Ruy Castro – Folha de São Paulo
O escritor Afonso Borges, meu amigo, é o sujeito mais ligado em tecnologia que conheço. É por ele que, há 30 anos, fico sabendo das novidades no setor. Era de Afonso, por exemplo, o primeiro carro que vi ser chamado por controle remoto e buzinar de volta ao ouvir a voz do dono. Ele foi também o primeiro a me dizer que teria uma “página” na internet. Anos depois, riu ao saber que eu ainda usava secretária eletrônica de fita. E, há pouco, doeram-lhe os ouvidos ao ter de ligar para um telefone fixo -o meu, o único que possuo.

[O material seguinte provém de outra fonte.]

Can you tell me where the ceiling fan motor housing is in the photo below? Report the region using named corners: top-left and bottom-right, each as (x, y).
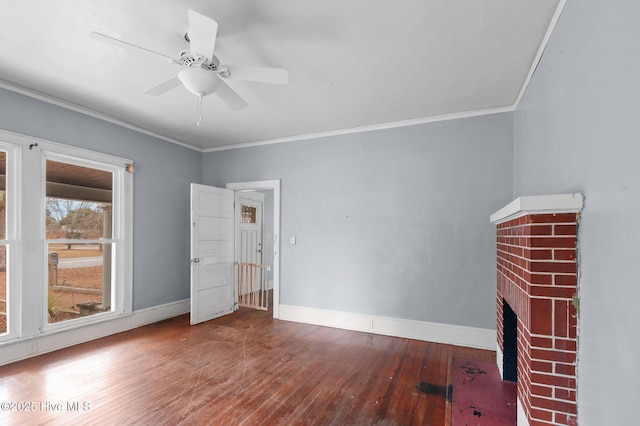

Daí minha surpresa ao ler um recente artigo de Afonso no “Globo”, dizendo que o hábito de ler no celular pode provocar uma legião de gente torta e cegueta na praça. “Uma pesquisa mostrou que a inclinação de 60 graus no pescoço determina um peso de 27 quilos sobre a cervical”, escreveu. “Nada demais se fosse esporádico. Mas os adolescentes passam, em média, quatro horas por dia nesta posição. São entre 700 e 1.400 horas por ano inclinados.” E completou: “Outra pesquisa registrou um aumento de 30% de casos de miopia entre jovens”.
Bem, diante disso, já me animo a perguntá-lo sobre os rumores de que o celular também está produzindo uma geração de surdos, pelo hábito de seus usuários ouvirem música em alto volume com os fones grudados nos tímpanos. Ou sobre a incidência de acidentes -trombadas em postes, hidrantes e idosos- entre cidadãos que andam pelas ruas olhando para a maquininha.
Há também as velhas acusações de insociabilidade: as pessoas vão aos restaurantes e, em vez de conversar, ficam digitando besteiras. Sem falar num risco terrível: o queixo espetado ao peito enquanto se olha para a tela está condenando rapazes e moças ao queixo duplo.
Acho melhor poupar Afonso dessas perguntas. Ele pode começar a antipatizar com o celular.